Story published: February 2020

Quarry Park, an official city park in Duluth, Minn., was once the site of a blighted and abandoned rock quarry, known more for secluded under-age drinking gatherings and unauthorized rock climbing forays. But today, the quarry cliffs, which offer 80-foot ascents up both dry- and ice-mixed routes, draw climbers from around the region as one of the best places to train for climbing mountains out west and beyond.

Since the 1970s, climbers had found their way to the quarry by word of mouth. In the winter, the rocks offered challenging ice formations that climbers like Rick Kollath and others sought out. But a few years ago, Hans Johnson, with the Minnesota Land Trust, approached them to see if there was any interest in making the property an official city park. Since then, enhancements such as parking, greater accessibility and a disc golf course have been added.

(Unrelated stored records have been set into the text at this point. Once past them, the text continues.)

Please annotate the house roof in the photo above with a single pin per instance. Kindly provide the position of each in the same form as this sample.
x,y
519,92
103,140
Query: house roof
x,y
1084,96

“It was kind of a daunting moment, to see if they wanted to get behind it, and I really talked about legacy,” Johnson said. “I talked about how they developed the climbs, name the climbs, cleaned the rocks. But they were essentially trespassing, and it could all go away,” he recalled.

The quarry straddled tax-forfeited county land and private property owned by a cemetery. Ultimately, the climbers decided to get behind the plan, and it was brought before city leaders. The Duluth Climbers Coalition was formed, and members helped raise money to formalize the deal.

And the park has been catching on ever since.

“Very few places have mixed routes – and the quarry is full of them. And that makes it pretty special. I think that’s one of the reasons folks from all around will drive to Duluth to practice mixed climbing at the quarry,” Kollath said.